I also use the same style for my C programs:

#include <time.h>
time_t stopWatch;
void tic()
{
stopWatch = clock();
}
void toc(const char *msg)
{
double s = (clock() - stopWatch) * 1000.0 / CLOCKS_PER_SEC;
printf("%s: %.2lf ms\n", msg, s);
stopWatch = clock();
}

This implementation enables us to use a sequence of tocs to profile a code block line by line without the need to write tic every time. However this simple profiler can not be nested as there is only a global timer.

After putting several tocs into my eigCov:

tic()
let colm = colMean faces
toc("mean face")
let A = Matrix.init nrow ncol (fun i j -> faces.[i,j] - colm.[i])
toc("minus mean face")
let L = A.Transpose * A
toc("get L")
let val1, vec1 = eig L 
toc("lapack eig")
let v = val1 * (1.0 / float (ncol - 1))
let u = A * vec1.Transpose
toc("get u")
// normalize eigen vectors
let mutable cnt = 0
for i=0 to ncol-1 do
if abs v.[i] < 1e-8 then
   u.[0..nrow-1,i..i] <- Matrix.create nrow 1 0.0
else
   cnt <- cnt + 1
   let norm = Vector.norm (u.[0..nrow-1,i..i].ToVector())
   u.[0..nrow-1,i..i] <- u.[0..nrow-1,i..i] * ( 1.0 / float norm )
toc("normolize u")

It gets the following output:

mean face 639.891700 ms
minus mean face 195.484600 ms
get L 12885.751500 ms
lapack eig 247.015700 ms
get u 7169.749100 ms
normolize u 623.919700 ms

The bottle neck is in "Get L” and “get u”, both of which are matrix multiplication operations.

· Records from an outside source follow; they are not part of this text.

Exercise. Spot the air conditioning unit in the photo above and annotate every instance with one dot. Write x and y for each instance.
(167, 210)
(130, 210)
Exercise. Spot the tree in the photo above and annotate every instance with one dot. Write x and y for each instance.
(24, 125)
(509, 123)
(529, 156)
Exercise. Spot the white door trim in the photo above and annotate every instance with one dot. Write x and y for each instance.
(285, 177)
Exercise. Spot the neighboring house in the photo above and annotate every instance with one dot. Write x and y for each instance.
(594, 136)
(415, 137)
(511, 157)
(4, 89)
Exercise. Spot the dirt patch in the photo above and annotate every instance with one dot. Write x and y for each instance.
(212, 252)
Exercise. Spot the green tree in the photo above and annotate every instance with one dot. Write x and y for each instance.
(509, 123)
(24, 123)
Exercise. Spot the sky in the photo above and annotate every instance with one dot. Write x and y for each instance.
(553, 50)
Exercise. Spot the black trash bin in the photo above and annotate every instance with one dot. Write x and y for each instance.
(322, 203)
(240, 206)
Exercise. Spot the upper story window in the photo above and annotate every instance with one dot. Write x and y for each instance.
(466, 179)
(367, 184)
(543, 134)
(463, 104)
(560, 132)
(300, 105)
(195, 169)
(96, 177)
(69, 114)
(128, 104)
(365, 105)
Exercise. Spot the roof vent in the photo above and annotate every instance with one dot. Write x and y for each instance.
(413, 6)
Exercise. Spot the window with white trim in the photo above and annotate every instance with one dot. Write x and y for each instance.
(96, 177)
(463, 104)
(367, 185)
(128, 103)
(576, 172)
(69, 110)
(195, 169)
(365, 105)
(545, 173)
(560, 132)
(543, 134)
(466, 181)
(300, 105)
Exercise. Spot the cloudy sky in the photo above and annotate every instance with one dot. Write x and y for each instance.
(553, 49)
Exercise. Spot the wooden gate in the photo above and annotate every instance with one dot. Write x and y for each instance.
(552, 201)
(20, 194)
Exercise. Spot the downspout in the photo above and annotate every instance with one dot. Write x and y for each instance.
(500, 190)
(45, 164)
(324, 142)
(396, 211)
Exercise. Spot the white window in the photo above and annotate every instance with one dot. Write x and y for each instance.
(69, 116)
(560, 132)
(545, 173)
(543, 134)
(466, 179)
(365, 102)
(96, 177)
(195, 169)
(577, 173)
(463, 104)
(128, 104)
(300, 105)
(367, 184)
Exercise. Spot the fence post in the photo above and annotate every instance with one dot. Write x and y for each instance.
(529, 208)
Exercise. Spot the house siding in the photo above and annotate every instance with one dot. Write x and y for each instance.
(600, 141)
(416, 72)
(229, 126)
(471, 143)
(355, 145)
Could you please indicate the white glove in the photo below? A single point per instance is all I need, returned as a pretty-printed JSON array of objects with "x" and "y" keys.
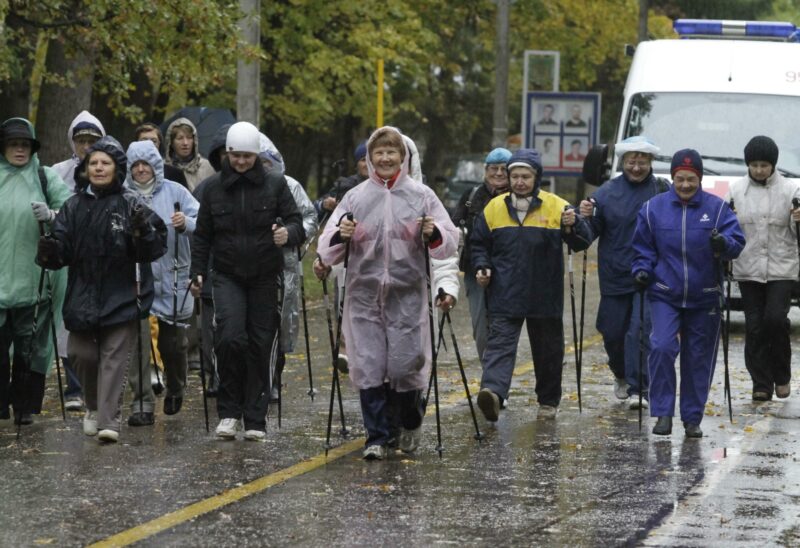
[{"x": 42, "y": 213}]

The main computation part “lapack eig” actually costs very little time (as the 280-by-280 matrix is not big).

The matrix multiplication in “get L” is 280x10304 multiplies 10304x280, which is quite large!

Matrix Multiplication

Matrix multiplication is a great example to show that why we need well tuned libraries to perform numerical computations.

Table: the time cost for self-made(not optimized) implementations

implementations	operator * for matrix type	3 F# loops(use matrix)	3 F# loops(use float Array2D)	3 C loops (native)
time(seconds)	13.07	38.81	13.52	8.10

I used the following 3 loops:

for (i=0; i<N; i++)
for (j=0; j<N; j++) {
   double s = 0;
   for (k=0; k<M; k++)
       s += a[i][k] * b[k][j];
   c[i][j] = s;
}

The two F# programs are similar to the above one in C. We can find that if we use a lot of F# matrix element access operator [,], the performance is very poor. The * operator of matrix type does not have any optimization in it, so it costs the same amount of time as 3-loops (Array2D) does. Native code is faster than the managed ones as it does not do boundary checking for index.

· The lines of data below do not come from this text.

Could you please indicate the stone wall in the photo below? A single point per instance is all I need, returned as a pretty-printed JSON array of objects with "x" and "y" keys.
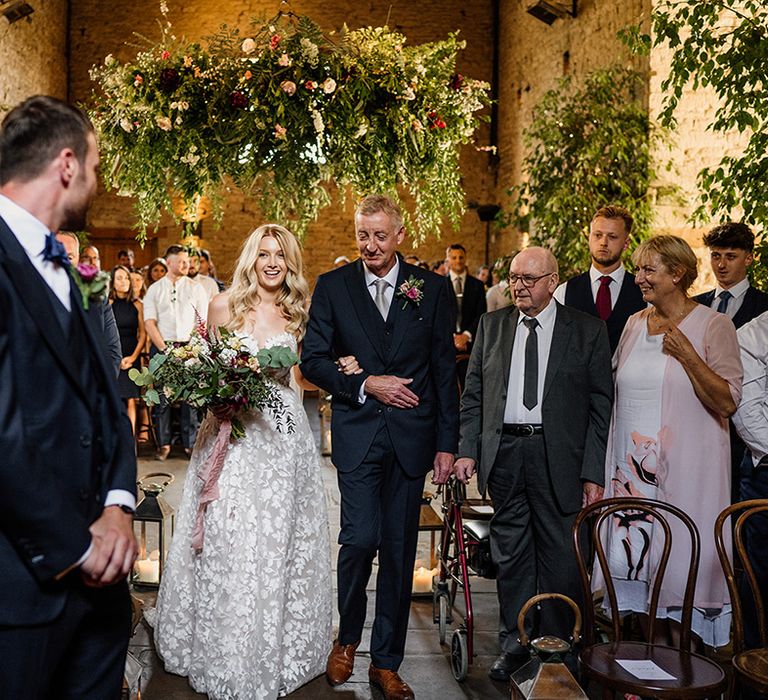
[
  {"x": 534, "y": 56},
  {"x": 99, "y": 28},
  {"x": 33, "y": 54}
]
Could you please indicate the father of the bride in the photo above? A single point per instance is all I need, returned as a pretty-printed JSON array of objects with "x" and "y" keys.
[
  {"x": 391, "y": 424},
  {"x": 67, "y": 464}
]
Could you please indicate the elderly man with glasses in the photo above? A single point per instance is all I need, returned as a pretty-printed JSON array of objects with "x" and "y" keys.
[{"x": 534, "y": 423}]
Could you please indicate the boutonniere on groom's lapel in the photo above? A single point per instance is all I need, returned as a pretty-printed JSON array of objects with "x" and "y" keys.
[
  {"x": 410, "y": 291},
  {"x": 92, "y": 283}
]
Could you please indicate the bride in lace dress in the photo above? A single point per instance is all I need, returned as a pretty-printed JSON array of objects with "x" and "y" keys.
[{"x": 249, "y": 617}]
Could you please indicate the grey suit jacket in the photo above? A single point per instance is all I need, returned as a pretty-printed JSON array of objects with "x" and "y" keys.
[{"x": 576, "y": 406}]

Matlab, R and Numpy/Python all wrap optimized matrix implementations. Let us next see how they perform:

Table: the time cost for optimized implementations

Software	Matlab 2009a	R 2.10.1	Numpy 1.3.0
time	0.25	1.98	0.35

Matlab is the fastest, but it uses 200% CPU. While R and Numpy are single threaded. R takes 2 seconds. Matlab uses Intel MKL, Numpy uses Lapack(maybe optimized version), I don’t know what algebra routines R uses.

We can see the difference between optimized versions and non-optimized ones is very large. A similar report from a .Net math software vender is here. The conclusion is that we should use optimized matrix multiplication procedure when matrices are large.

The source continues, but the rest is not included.